Sein Ziel sei, dass in Kürze in der Schweiz nur noch Schweizer Eier verkauft würden, welche mindestens den BTS-Standard (Besonders Tierfreundliches Stallsystem) erfüllten, schreibt er in der aktuellen Ausgabe der «Schweizer Geflügelzeitung». Das heisst, dass die  Legehennen Zugang zu einem Wintergarten oder einem Auslauf haben.

«Dieser Pluspunkt gegenüber dem Importei wäre für das Schweizer Ei über Jahrzehnte hinweg ein grosser Vorteil», ist Ulmann überzeugt. Die grossen Abnehmer würden bereits jetzt zum grossen Teil nur noch BTS- oder Raus-Eier abnehmen. «Wir sind derzeit am Sondieren, wie viele Legehennenhalter BTS noch nicht erfüllen», erläutert Ulmann das Vorgehen.

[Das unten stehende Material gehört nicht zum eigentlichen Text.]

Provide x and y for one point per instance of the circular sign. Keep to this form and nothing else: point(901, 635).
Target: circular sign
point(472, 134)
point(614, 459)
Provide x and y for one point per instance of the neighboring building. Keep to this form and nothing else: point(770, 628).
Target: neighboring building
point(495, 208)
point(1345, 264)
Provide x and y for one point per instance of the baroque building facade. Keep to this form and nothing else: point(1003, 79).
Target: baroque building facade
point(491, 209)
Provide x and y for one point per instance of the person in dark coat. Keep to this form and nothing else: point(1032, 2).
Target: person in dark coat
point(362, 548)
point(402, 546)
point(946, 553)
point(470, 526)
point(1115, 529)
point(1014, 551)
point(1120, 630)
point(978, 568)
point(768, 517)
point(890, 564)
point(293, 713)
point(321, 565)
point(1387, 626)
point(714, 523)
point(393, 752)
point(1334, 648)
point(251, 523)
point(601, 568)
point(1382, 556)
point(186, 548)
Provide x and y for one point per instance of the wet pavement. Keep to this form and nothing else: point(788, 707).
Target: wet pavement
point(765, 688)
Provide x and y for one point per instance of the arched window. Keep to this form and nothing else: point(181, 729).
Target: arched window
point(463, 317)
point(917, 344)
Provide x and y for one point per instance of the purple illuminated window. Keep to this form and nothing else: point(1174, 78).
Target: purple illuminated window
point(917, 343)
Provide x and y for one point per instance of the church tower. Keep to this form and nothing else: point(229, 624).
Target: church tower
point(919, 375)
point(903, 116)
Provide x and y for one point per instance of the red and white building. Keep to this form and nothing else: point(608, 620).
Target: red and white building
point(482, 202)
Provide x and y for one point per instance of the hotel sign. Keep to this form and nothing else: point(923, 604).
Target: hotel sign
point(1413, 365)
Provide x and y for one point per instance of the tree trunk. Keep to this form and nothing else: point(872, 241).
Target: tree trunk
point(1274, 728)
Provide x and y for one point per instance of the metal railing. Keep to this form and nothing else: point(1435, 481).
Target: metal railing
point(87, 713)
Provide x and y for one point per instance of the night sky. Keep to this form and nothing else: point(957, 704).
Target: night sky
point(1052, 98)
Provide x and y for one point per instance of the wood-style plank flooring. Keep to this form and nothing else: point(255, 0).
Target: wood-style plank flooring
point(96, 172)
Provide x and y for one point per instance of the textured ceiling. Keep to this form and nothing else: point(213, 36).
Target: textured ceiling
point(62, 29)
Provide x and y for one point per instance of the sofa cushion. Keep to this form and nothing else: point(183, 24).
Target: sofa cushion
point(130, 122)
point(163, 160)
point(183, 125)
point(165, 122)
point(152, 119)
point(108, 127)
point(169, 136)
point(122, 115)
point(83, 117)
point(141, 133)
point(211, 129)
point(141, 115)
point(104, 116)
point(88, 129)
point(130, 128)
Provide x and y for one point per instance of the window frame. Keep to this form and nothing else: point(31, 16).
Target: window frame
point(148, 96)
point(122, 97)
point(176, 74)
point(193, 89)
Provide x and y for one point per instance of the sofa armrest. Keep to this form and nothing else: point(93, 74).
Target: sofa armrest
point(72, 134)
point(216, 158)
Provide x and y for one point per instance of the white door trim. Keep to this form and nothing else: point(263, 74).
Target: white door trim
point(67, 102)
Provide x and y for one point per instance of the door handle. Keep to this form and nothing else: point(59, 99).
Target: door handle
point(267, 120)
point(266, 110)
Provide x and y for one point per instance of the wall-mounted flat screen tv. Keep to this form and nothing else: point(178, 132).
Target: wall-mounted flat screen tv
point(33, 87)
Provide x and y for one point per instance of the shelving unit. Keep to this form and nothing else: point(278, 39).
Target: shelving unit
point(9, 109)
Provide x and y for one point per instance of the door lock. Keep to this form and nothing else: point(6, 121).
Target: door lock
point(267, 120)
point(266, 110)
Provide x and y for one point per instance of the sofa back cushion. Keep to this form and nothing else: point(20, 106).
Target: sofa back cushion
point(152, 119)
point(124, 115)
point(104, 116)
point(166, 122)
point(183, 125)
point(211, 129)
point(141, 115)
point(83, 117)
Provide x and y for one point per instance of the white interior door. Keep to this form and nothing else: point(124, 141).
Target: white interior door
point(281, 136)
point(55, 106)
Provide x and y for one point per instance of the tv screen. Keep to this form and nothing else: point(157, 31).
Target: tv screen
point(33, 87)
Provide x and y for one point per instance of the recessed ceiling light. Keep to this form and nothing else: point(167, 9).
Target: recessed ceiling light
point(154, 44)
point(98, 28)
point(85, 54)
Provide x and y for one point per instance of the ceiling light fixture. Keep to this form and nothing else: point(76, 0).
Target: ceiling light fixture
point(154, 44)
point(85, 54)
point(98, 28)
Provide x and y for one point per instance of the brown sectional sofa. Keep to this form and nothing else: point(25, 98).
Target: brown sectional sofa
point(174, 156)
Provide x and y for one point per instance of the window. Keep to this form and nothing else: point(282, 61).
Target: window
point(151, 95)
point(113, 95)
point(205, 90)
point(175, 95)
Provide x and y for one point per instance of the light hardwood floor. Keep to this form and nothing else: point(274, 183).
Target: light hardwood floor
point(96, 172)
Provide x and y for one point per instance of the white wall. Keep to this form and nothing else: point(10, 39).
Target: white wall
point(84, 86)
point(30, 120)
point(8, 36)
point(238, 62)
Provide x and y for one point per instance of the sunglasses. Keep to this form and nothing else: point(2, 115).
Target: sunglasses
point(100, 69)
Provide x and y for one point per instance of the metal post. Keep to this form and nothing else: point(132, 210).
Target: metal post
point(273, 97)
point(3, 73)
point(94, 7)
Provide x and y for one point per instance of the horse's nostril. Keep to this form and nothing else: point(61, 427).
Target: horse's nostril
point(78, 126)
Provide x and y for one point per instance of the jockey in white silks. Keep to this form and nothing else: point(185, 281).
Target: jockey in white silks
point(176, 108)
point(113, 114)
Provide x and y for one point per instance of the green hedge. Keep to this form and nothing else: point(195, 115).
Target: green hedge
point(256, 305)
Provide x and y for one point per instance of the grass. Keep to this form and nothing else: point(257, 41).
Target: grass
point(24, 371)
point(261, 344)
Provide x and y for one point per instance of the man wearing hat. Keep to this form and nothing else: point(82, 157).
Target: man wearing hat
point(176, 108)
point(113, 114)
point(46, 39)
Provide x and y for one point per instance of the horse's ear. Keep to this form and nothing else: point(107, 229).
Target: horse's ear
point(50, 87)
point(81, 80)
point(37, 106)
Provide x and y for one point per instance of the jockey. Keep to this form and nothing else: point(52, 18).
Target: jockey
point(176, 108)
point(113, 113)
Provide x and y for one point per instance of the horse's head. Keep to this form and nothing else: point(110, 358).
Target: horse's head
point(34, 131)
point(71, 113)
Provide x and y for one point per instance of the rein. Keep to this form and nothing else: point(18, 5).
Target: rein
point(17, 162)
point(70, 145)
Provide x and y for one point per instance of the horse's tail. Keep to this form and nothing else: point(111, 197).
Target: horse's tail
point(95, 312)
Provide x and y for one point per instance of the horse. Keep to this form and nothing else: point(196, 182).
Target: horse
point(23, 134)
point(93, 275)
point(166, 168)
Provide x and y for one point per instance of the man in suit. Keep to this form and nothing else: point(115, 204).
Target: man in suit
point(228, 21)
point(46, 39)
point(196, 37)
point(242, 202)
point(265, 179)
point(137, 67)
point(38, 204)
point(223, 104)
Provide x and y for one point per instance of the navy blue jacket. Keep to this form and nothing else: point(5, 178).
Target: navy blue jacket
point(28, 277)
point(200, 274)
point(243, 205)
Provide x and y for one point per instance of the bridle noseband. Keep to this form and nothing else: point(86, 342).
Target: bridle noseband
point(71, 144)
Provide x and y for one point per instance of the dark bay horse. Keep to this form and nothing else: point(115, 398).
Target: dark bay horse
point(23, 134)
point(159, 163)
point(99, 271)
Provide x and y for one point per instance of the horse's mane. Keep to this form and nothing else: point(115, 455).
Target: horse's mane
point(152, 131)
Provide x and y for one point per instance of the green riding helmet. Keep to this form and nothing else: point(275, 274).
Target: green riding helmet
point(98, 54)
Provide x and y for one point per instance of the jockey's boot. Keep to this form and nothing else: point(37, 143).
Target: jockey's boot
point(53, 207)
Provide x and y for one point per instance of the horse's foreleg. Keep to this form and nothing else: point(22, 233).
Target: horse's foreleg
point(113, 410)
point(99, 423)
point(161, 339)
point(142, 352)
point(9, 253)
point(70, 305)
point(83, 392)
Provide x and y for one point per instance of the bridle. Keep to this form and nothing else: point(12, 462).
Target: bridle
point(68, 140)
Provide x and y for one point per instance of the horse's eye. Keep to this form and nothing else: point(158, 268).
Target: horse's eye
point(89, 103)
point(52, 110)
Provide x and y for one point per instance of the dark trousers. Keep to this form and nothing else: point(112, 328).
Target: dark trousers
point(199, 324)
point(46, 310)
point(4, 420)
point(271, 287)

«Es scheinen deutlich unter 10 Prozent zu sein.» Bei Neubauten würden heute fast ausschliesslich Freilandställe erstellt, da dieses System speziell durch Direktzahlungen gefördert werde. Der nächste Schritt könnte seiner Meinung nach sein, BTS als Standard für das Suisse-Garantie-Label einzuführen. Dies könnte bereits in ein paar Jahren realisierbar sein, meint der Präsident der Schweizer Eierproduzenten.